En situation difficile, Winston Churchill donnait la consigne suivante à ses négociateurs : « Nothing to lose, all to win » (Rien à perdre, tout à gagner). Et Moncef Achour se savait dans ce cas de figure. Il est toutefois parvenu à désamorcer le conflit. A-t-il déminé le terrain ou a-t-il simplement gagné un temps de répit ? En termes plus simples, a-t-il fait respecter les prérogatives de l’Etat ou a-t-il fait gagner du temps au gouvernement ? Ça se discute.
Cependant, les membres du Cercle n’ont pas manqué de rigueur. De leur point de vue, engager le coup avec la Coordination, sous vanne fermée, a endommagé l’autorité de l’Etat.

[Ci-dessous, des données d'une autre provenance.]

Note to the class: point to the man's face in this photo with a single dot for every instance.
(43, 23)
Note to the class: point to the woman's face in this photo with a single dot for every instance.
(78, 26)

Il faut bien comprendre qu’il y a les faits. Et qu’il y a, aussi, la perception des faits. L’opinion désabusée voyait les autorités obtempérer aux vociférations de sit-inneurs auto-intronisés “défenseurs de la population locale“. Il y a transgression du code républicain.
Moncef Achour, sans dénoncer la liberté de la presse, regrette que l’agitation médiatique autour de l’événement ait grossi le trait, déformant la réalité. Tarak Haddad, auto-improvisé “leader de la Coordination d’El Kamour“, avec habileté, se présentait en “Robin des bois“ ou en “Emiliano Zapata“, endossait le rôle du principal vis-à-vis de la délégation. Cela mettait la délégation dans une posture désavantageuse. En vérité, rappelle Moncef Achour, la délégation a négocié avec une coordination comprenant les sit-inneurs mais qui était étendue à la plus large représentativité de la société civile dans la région.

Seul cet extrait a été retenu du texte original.